An important cost variable for flexible URS is maintenance of instrumentation. Studies have demonstrated that, after one repair, the risk of requiring additional maintenance increases significantly (23). As such, it may be cost effective to replace a damaged scope rather than repair it repeatedly. Damage to scopes may occur regarding optics or within the sheath. There are techniques to minimize damage to ureteroscopes, such as minimizing severe flexion (e.g., by displacing lower pole stones to more accessible calyces), advancing laser fibers only when the scope is straightened, not firing the laser within the channel, and using a ureteral access sheath for treatment of larger burdens (24). Care during cleaning of ureteroscopes, including having urology staff involved in this process, may reduce processing-related damages and save costs compared with central processing (25).
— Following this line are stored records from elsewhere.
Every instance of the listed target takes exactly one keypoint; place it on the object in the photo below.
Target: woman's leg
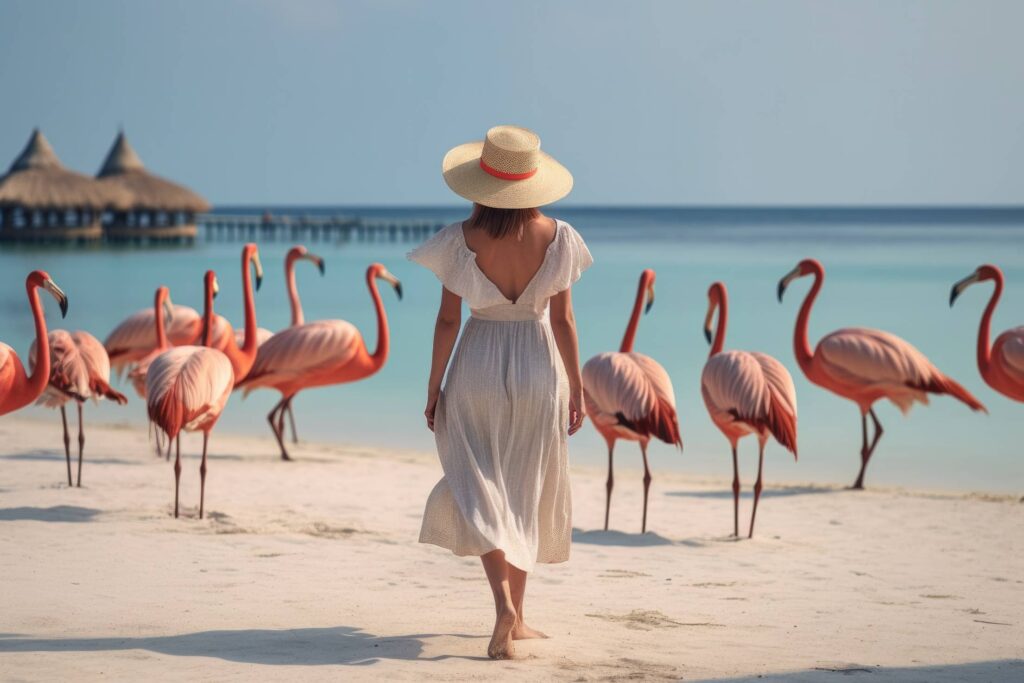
(517, 584)
(498, 574)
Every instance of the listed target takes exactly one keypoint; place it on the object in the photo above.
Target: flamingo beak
(708, 319)
(58, 294)
(392, 281)
(961, 286)
(788, 278)
(259, 270)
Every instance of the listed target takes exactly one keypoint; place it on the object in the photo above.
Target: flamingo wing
(754, 389)
(879, 360)
(187, 387)
(1011, 345)
(633, 391)
(69, 373)
(136, 335)
(302, 350)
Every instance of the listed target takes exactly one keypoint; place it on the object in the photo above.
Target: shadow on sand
(997, 670)
(311, 647)
(58, 513)
(767, 493)
(613, 538)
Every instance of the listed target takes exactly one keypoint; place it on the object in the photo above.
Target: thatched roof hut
(123, 170)
(38, 181)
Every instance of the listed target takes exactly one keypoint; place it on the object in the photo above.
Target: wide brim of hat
(464, 175)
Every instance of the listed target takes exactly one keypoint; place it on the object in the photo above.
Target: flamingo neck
(984, 329)
(208, 317)
(158, 309)
(249, 346)
(631, 329)
(801, 345)
(41, 373)
(293, 292)
(723, 318)
(383, 335)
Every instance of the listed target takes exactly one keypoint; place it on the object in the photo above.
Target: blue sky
(646, 102)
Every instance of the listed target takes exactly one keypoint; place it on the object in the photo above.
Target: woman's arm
(445, 332)
(563, 328)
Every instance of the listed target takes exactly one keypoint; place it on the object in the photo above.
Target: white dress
(502, 418)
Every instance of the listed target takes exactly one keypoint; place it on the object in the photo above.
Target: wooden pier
(230, 227)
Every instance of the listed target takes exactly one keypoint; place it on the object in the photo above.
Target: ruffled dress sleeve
(448, 257)
(573, 258)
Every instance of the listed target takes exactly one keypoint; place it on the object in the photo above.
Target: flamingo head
(809, 266)
(986, 271)
(299, 252)
(716, 294)
(647, 287)
(250, 253)
(164, 301)
(378, 271)
(43, 280)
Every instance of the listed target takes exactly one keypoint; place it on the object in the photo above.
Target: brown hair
(500, 222)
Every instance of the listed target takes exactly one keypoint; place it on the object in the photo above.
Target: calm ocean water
(892, 274)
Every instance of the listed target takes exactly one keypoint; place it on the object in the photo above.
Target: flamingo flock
(186, 366)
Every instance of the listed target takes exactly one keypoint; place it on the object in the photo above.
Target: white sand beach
(310, 570)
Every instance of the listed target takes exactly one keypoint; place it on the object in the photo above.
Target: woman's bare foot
(501, 642)
(523, 632)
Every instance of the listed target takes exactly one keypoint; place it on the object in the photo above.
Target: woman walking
(513, 392)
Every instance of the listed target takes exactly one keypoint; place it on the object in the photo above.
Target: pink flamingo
(222, 335)
(16, 388)
(134, 338)
(186, 389)
(629, 395)
(295, 254)
(863, 366)
(1001, 365)
(320, 353)
(79, 371)
(745, 393)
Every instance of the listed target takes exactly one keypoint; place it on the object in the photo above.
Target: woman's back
(513, 261)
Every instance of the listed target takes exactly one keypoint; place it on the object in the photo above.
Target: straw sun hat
(506, 171)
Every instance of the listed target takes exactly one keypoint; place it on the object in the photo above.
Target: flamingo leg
(64, 419)
(291, 422)
(757, 486)
(735, 493)
(867, 451)
(273, 419)
(202, 475)
(646, 485)
(177, 471)
(608, 485)
(81, 445)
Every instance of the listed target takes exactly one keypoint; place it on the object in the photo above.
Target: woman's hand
(577, 411)
(432, 395)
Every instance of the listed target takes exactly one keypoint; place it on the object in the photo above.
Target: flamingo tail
(946, 385)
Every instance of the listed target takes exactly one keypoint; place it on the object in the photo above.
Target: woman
(511, 399)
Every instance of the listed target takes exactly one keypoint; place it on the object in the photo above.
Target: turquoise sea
(886, 269)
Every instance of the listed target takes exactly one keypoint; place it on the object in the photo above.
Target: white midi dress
(502, 418)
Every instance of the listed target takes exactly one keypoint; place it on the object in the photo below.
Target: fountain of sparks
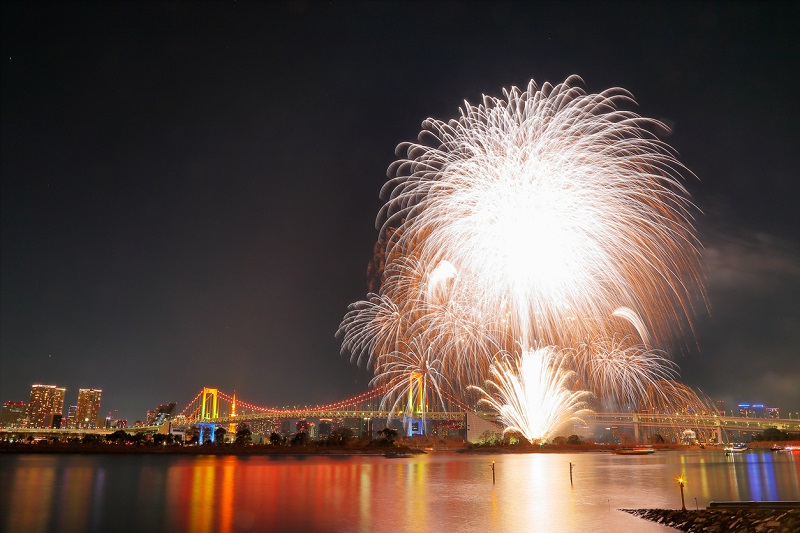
(551, 218)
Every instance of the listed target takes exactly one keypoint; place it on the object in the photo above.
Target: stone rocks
(713, 520)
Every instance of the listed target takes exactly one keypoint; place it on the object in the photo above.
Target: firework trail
(547, 217)
(532, 394)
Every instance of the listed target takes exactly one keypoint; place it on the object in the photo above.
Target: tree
(300, 439)
(118, 436)
(340, 436)
(626, 439)
(243, 435)
(192, 435)
(389, 435)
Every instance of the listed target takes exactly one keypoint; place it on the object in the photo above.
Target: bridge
(212, 406)
(364, 414)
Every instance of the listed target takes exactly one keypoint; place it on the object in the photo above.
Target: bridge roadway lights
(203, 427)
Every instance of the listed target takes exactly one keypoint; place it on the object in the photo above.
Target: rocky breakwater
(718, 520)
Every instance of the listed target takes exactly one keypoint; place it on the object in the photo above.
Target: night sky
(189, 190)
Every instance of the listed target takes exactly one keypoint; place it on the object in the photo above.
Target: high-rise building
(72, 417)
(45, 401)
(161, 414)
(88, 408)
(13, 415)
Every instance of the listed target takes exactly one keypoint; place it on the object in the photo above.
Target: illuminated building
(72, 413)
(161, 414)
(45, 401)
(13, 415)
(88, 408)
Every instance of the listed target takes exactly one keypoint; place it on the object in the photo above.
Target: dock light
(681, 483)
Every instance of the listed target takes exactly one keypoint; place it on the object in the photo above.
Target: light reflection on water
(444, 492)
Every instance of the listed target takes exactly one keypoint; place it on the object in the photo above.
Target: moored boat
(736, 448)
(637, 450)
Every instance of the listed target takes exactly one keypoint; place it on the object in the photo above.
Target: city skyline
(188, 194)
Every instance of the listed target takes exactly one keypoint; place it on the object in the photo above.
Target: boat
(736, 448)
(637, 450)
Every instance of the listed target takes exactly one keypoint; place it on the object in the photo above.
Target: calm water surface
(436, 492)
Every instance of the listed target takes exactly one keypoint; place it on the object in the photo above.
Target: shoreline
(719, 520)
(260, 449)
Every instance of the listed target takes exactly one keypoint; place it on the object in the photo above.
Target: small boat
(638, 450)
(396, 455)
(736, 448)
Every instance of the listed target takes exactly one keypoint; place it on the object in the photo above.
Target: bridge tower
(232, 426)
(209, 410)
(414, 420)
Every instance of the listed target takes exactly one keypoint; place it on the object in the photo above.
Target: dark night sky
(189, 190)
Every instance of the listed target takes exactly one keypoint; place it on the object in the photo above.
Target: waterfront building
(45, 401)
(88, 408)
(72, 415)
(13, 415)
(161, 414)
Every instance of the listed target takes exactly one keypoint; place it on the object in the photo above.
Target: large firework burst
(537, 219)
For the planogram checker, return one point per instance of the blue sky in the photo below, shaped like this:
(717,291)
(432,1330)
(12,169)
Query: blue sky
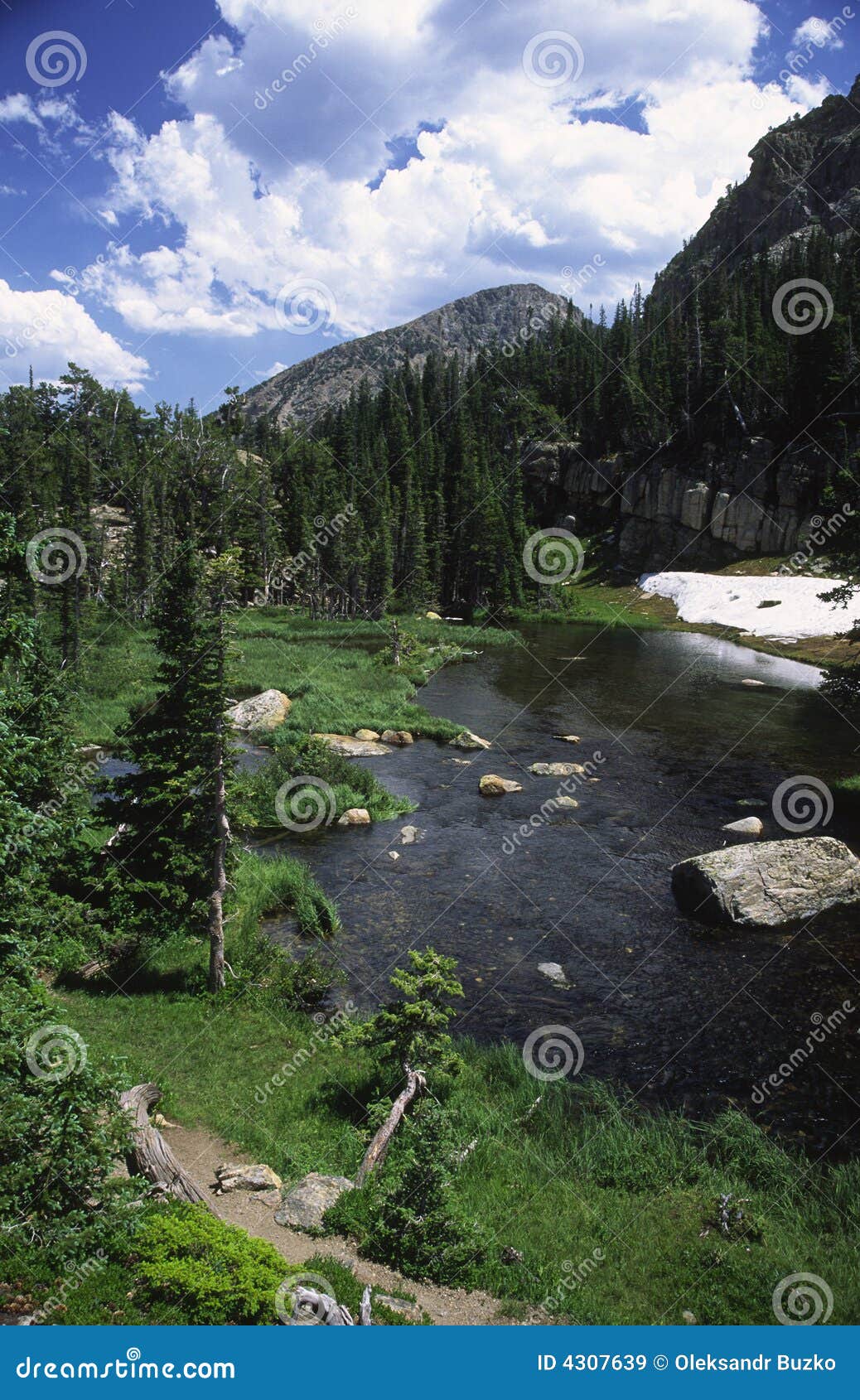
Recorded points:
(195,194)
An area of investigation has been the cost effectiveness of pre-stenting patients undergoing URS. Chu and colleagues retrospectively studied 104 patients with upper tract (primarily ureteral) stones with a wide range of stone sizes (0.3-4 cm; median 1 cm) (26). The authors found that pre-stenting significantly reduced the total costs (direct and indirect) of treatment for patients with stones >1 cm, even when assuming a cost of pre-stenting up to 6.2 times the current cost. A limitation of this study was use of reimbursement data rather than actual cost data. Nonetheless, there appeared to be a cost advantage for pre-stenting patients with larger stone burdens undergoing URS. Additional research is needed to better delineate the cost effectiveness of endoscopic treatments for larger stone burdens, in terms of timing of stent placement, the use of staged procedures, and comparison with alternative approaches such as percutaneous surgery.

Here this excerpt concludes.